Originally Posted By: slolerner
Glad you're ok. Was just stunned that the system at the hospital was so fragile that there was no delivery of medical care possible when it failed.

Originally Posted By: artie505
I'm having trouble believing that there was a 100% lack of redundancy! confused

They could have had a building full of flat-liners and not known for hours. crazy

I have reason to believe they did have physical redundancy. The problem resulted from the hospital's use of a very sophisticated integrated patient management system that ties everything together.

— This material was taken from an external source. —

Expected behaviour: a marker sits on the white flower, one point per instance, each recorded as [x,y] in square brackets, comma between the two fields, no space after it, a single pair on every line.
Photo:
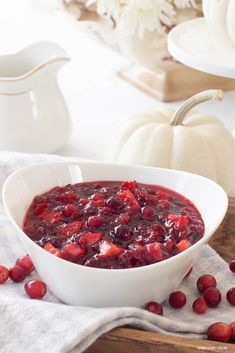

As with any properly designed database system any given piece of information occurs once and only once in the entire system. So if, for example, the patient database subsystem crashes the patients cease to exist in the system so medication cannot be ordered or approved for non-existent patients, heart monitors would know someone somewhere in the hospital was in trouble, but who and where would be a mystery so the staff would have had to sprint from room to room to locate the patient in trouble. The biggest problem in this case was the inability to provide or administer the proper medications. The efforts to prevent incorrect patient medication (an all too frequent problem in hospitals) created a huge problem in this case.

I suspect the failure in this case was the result of a failed upgrade and it was deemed moore expedient to back out the change rather than bring a parallel system on line. It would probably be possible to mitigate the risk through system design changes, but the cost would be enormous and not justifiable on a cost/benefit analysis.


If we knew what it was we were doing, it wouldn't be called research, would it?